What the member opposite needs to remember is, there are 4,400 drugs in the formulary. I know he’s referring to a comment that was made in committee yesterday. But I know the member opposite, because of his profession, would know this: There are 4,400 drugs. I could ask the member opposite right now whether a drug is covered or not, and even though he has some greater understanding than many of us do in this House, he may not be able to say if it’s covered or it’s not covered.
He also knows that the pCPA, the pan-Canadian Pharmaceutical Alliance—that’s all the provinces getting together to ensure that we get the best value when we negotiate drug prices. It’s not a bureaucracy that was created to slow things down. It is a national process that will ensure that we are getting the best value when we negotiate that price. We’re negotiating as one, not 10 different provinces. If he wants to talk about being straightforward with people in regard to that, then he should say that out loud. He knows that.
I know the member is aware that we make decisions on pharmaceuticals and drugs that we’re going to cover through an evidence-based process that’s done by professionals. It’s not a political process. It’s done by physicians, it’s done by scientists, it’s done by health care economists to ensure that we are making the right decisions. These are hard decisions. The rate of growth in new drugs is incredible, and we have to make sure that they’re, number one, safe, and number two, effective to ensure that we get the outcome we want, which is either a cure or relief for a person from a condition that they have.

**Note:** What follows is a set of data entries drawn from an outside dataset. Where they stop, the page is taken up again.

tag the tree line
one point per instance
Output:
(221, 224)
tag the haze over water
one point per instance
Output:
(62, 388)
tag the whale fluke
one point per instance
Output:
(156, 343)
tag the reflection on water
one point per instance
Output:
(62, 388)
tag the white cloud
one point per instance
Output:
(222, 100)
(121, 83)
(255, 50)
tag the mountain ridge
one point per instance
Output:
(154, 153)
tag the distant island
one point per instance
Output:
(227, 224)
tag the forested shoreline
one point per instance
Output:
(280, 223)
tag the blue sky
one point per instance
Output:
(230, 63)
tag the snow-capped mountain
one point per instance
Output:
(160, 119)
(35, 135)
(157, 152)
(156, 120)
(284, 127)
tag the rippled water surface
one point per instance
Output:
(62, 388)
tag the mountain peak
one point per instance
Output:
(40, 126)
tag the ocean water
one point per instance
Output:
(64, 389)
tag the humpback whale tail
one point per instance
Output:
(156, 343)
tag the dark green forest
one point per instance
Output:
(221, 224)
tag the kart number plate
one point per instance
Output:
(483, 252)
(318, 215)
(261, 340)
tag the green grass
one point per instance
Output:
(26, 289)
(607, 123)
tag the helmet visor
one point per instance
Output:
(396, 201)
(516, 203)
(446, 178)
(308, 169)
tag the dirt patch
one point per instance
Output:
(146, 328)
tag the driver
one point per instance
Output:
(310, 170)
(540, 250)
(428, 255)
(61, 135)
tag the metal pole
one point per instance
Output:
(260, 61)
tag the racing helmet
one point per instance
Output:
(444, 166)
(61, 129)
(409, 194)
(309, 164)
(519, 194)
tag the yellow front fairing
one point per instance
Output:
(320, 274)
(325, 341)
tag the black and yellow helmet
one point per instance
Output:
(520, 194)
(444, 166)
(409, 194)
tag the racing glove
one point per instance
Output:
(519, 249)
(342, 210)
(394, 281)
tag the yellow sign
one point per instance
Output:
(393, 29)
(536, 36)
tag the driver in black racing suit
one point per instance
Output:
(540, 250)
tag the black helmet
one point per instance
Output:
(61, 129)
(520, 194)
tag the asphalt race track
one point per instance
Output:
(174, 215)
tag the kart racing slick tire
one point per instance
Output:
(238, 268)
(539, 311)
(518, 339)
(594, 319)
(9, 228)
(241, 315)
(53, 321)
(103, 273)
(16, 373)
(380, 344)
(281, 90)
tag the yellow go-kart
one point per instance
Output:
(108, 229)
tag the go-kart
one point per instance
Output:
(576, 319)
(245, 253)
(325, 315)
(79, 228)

I’ll go back to politics. I get the politics of “We’re six months away.” I think that the member opposite in his question is exaggerating what I would consider to be—I think the member from Kitchener Centre responded in committee to her initial statement.
The member opposite knows the challenges that governments have in being able to fund drugs and ensuring that the things on the formulary are efficacious and helpful and safe for people. It’s a very challenging part of health care.
We already have the most generous plan for seniors in all of Canada. We’re going to have the most generous plan for Ontarians under 25 and over 65 and for those people who need exceptional access or who are on social assistance.
Again, I just say to the member opposite that there are real challenges in ensuring we get these things on the formulary, especially with issues like rare diseases, and I very much don’t feel that his representation of what was put forward in committee is fair.